Biomolecule - Nanomaterial surface interactions

According to the researcher Knecht of University of Kentucky, bio macromolecules represent new structures employed for the fabrication, assembly, and subsequent use of nanomaterials for a variety of applications. By genetically selecting for the binding abilities of these bio-based molecules, the generation of materials with enhanced and environmentally sound properties is possible. Unfortunately, the level of understanding as to how the biomolecules bind and arrange on the nanomaterial surface is incomplete. Recent experimental and theoretical results suggest that the binding is dependent upon the peptide composition, sequence, and structure.

Biomolecules are employed as active surface species for nanomaterials manufacture. For example citrate-capped Au nanoparticles in solution using simple amino acids give incomplete surface ligand exchange between citrate and Arg. This results in the self-segregation of the two species to produce an electronic dipole across the surface. As a result, linear assembly of the Au nanoparticles occurs which is dependent upon the Arg concentration.
Bionanocatalysts
Green and energy efficient catalytic materials development is gaining researchers attention. Biomolecule based nanomaterials have some unique properties owing to their peptide surface passivants, which can be optimized under ambient and biological-based conditions. Nanocatalysts using a Pd specific peptide have been developed to operate in water at room temperature, that emply 0.005 mol% Pd for quantitative yields for Stille coupling. The peptide-based nanocatalysts serve as unique material for understanding the reactive designs for the generation of enhanced catalytic species.

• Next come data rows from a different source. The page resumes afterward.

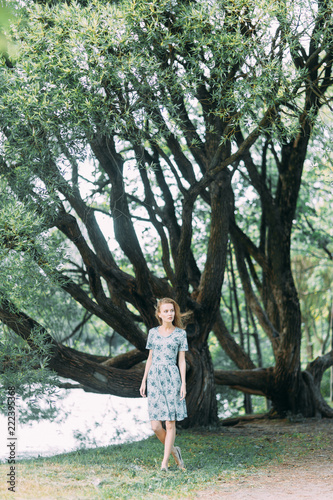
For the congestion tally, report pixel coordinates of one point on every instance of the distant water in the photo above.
(92, 420)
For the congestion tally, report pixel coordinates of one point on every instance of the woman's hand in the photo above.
(183, 391)
(143, 389)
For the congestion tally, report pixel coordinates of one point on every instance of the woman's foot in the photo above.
(176, 453)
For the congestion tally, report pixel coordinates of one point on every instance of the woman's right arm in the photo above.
(145, 375)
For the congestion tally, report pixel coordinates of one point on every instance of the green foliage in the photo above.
(132, 470)
(135, 73)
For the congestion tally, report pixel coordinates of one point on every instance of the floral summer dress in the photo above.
(164, 382)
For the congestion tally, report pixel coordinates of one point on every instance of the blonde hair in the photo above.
(177, 320)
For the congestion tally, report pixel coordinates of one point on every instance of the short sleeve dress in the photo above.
(164, 382)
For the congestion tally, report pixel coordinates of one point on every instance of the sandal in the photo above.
(178, 457)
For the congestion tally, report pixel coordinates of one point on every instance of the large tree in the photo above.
(159, 107)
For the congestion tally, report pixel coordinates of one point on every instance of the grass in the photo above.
(131, 470)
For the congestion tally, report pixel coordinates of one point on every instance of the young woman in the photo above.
(166, 385)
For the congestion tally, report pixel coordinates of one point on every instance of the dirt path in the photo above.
(297, 478)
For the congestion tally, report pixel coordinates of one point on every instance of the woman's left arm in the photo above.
(182, 369)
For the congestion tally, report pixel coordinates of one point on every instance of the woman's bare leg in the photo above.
(170, 436)
(165, 437)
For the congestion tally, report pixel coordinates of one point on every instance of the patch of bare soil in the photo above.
(304, 477)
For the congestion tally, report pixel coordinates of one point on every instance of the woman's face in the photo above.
(167, 313)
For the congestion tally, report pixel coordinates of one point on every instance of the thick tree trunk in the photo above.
(201, 395)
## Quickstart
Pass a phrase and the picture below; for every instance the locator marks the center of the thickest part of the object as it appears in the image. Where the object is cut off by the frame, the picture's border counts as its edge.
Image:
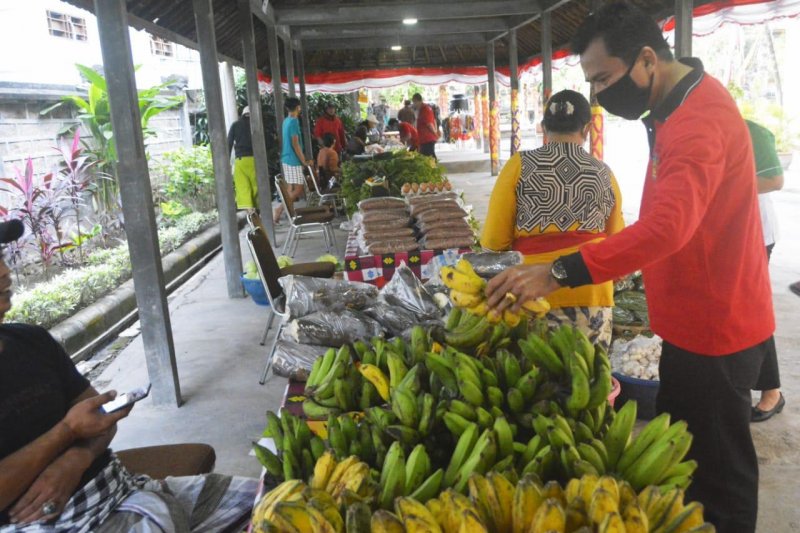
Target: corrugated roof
(173, 20)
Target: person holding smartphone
(57, 472)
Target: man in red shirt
(698, 243)
(426, 126)
(330, 123)
(408, 134)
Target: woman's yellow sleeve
(498, 231)
(615, 222)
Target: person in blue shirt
(292, 157)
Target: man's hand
(86, 420)
(525, 282)
(55, 485)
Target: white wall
(32, 55)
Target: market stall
(452, 418)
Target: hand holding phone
(124, 400)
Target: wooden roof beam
(389, 41)
(423, 27)
(326, 14)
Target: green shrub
(188, 175)
(46, 304)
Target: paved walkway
(219, 359)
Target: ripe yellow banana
(538, 307)
(459, 281)
(385, 522)
(549, 517)
(376, 376)
(323, 469)
(465, 299)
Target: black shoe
(757, 415)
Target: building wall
(32, 55)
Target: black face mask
(624, 98)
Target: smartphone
(124, 400)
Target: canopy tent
(706, 19)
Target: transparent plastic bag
(406, 290)
(293, 360)
(394, 319)
(305, 295)
(326, 328)
(489, 264)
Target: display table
(378, 269)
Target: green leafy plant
(399, 167)
(94, 115)
(188, 178)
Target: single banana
(376, 376)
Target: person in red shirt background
(408, 134)
(328, 122)
(426, 126)
(698, 243)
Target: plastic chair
(331, 198)
(270, 272)
(301, 218)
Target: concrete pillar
(212, 88)
(513, 65)
(494, 116)
(485, 120)
(547, 63)
(683, 28)
(256, 117)
(288, 55)
(275, 70)
(301, 73)
(476, 117)
(228, 93)
(137, 201)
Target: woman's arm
(498, 231)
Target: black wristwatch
(559, 272)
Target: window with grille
(66, 26)
(161, 47)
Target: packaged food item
(392, 246)
(305, 295)
(327, 328)
(406, 290)
(382, 202)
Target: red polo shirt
(408, 134)
(425, 119)
(334, 125)
(698, 238)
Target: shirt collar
(680, 92)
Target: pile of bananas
(298, 448)
(654, 457)
(467, 292)
(338, 385)
(340, 494)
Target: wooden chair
(302, 218)
(270, 273)
(329, 198)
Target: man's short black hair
(291, 103)
(625, 30)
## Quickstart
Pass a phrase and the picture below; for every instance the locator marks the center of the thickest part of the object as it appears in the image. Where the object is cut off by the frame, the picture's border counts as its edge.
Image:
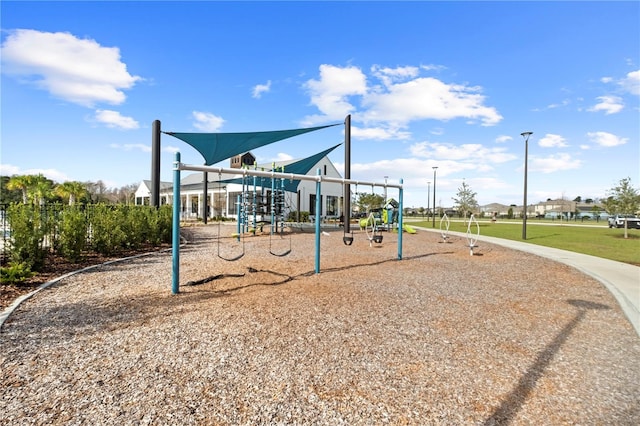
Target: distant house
(223, 192)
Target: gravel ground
(440, 337)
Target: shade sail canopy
(300, 167)
(216, 147)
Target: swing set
(318, 179)
(247, 204)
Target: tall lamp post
(525, 135)
(385, 189)
(428, 197)
(434, 195)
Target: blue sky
(428, 84)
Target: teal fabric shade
(216, 147)
(300, 167)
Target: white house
(223, 192)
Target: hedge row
(33, 232)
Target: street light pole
(525, 135)
(428, 197)
(434, 195)
(385, 189)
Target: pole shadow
(506, 412)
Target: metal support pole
(205, 198)
(525, 135)
(238, 226)
(175, 244)
(318, 215)
(155, 164)
(347, 174)
(434, 196)
(400, 221)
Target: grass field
(593, 239)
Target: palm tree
(41, 189)
(71, 190)
(22, 183)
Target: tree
(8, 196)
(41, 189)
(21, 183)
(625, 200)
(466, 201)
(71, 190)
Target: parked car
(618, 220)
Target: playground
(439, 337)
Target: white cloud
(390, 75)
(631, 83)
(77, 70)
(402, 96)
(331, 92)
(131, 147)
(115, 120)
(554, 163)
(475, 153)
(606, 139)
(207, 122)
(608, 104)
(503, 139)
(259, 89)
(552, 141)
(378, 133)
(564, 103)
(428, 98)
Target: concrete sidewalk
(621, 279)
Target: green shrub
(15, 273)
(72, 233)
(28, 231)
(107, 234)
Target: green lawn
(596, 240)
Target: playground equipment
(372, 229)
(444, 228)
(239, 236)
(319, 178)
(472, 239)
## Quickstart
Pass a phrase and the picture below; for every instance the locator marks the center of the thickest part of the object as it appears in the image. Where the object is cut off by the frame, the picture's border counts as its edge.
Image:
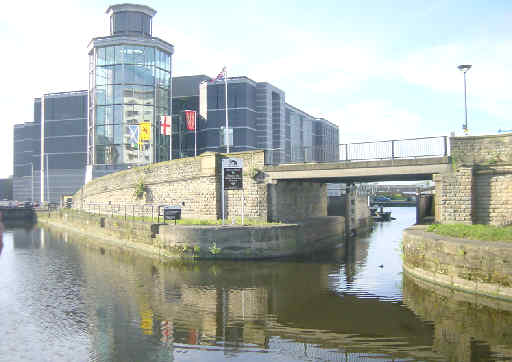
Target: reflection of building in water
(467, 327)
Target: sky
(380, 70)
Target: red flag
(220, 76)
(191, 120)
(165, 125)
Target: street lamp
(464, 68)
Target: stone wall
(474, 266)
(255, 189)
(292, 200)
(454, 197)
(479, 187)
(493, 195)
(203, 241)
(357, 210)
(194, 183)
(482, 150)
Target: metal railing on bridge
(362, 151)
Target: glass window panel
(108, 154)
(166, 79)
(109, 74)
(100, 95)
(167, 63)
(138, 54)
(148, 75)
(130, 114)
(118, 94)
(117, 154)
(118, 74)
(100, 135)
(101, 76)
(109, 119)
(109, 55)
(148, 95)
(148, 113)
(138, 94)
(100, 155)
(134, 54)
(100, 115)
(128, 95)
(138, 110)
(109, 97)
(118, 134)
(119, 50)
(101, 58)
(118, 114)
(149, 56)
(109, 134)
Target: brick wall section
(481, 267)
(479, 190)
(482, 150)
(493, 195)
(291, 201)
(254, 193)
(196, 182)
(188, 180)
(454, 197)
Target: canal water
(64, 300)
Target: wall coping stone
(418, 232)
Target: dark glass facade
(60, 121)
(259, 117)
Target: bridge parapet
(362, 151)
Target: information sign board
(232, 171)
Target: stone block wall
(482, 150)
(475, 266)
(454, 197)
(479, 189)
(194, 183)
(189, 180)
(493, 195)
(290, 201)
(255, 188)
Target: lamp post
(464, 68)
(32, 177)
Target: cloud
(488, 81)
(375, 120)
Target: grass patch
(475, 232)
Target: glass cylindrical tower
(129, 89)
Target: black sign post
(232, 179)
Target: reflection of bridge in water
(393, 160)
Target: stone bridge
(473, 185)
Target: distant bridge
(394, 160)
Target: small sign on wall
(232, 173)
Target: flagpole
(170, 138)
(227, 122)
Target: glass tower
(129, 89)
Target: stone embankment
(473, 266)
(202, 241)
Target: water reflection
(467, 327)
(79, 300)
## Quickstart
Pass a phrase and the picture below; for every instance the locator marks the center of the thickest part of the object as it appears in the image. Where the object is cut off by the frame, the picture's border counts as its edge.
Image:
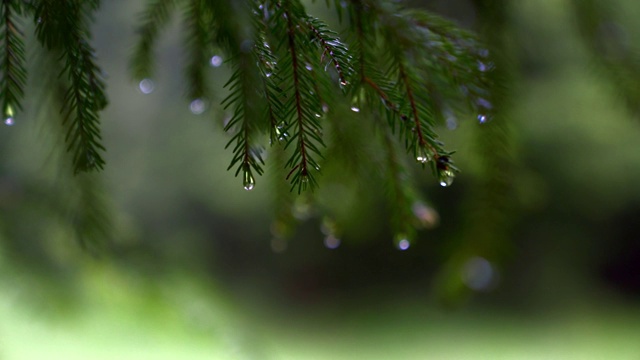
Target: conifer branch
(12, 60)
(85, 96)
(301, 106)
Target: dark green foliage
(607, 43)
(12, 61)
(63, 27)
(401, 71)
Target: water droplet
(423, 155)
(452, 122)
(198, 106)
(331, 242)
(483, 119)
(402, 243)
(301, 209)
(248, 182)
(446, 177)
(426, 215)
(146, 86)
(281, 134)
(216, 61)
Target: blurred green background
(194, 272)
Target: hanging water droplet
(423, 155)
(402, 242)
(8, 116)
(216, 61)
(281, 134)
(452, 122)
(146, 86)
(198, 106)
(249, 182)
(446, 177)
(301, 209)
(483, 119)
(426, 215)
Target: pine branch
(85, 97)
(246, 158)
(12, 60)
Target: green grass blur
(195, 276)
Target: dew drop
(452, 123)
(446, 177)
(197, 106)
(216, 61)
(402, 243)
(483, 119)
(427, 216)
(248, 182)
(146, 86)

Researchers of University of Kentucky are doing work in this area. Their interest in Au nanorods focuses on its use as starting components for the generation of higher ordered assembled materials. Au nanorods possess an intrinsic bifurcated plasmon absorbance. This presents a unique optical handle that can be directly tuned based upon the assembly state of the individual materials. This makes the formation of nanochains to shift the longitudinal plasmon resonance further into the near-IR. Biomolecules such as amino acids are employed to direct the assembly process.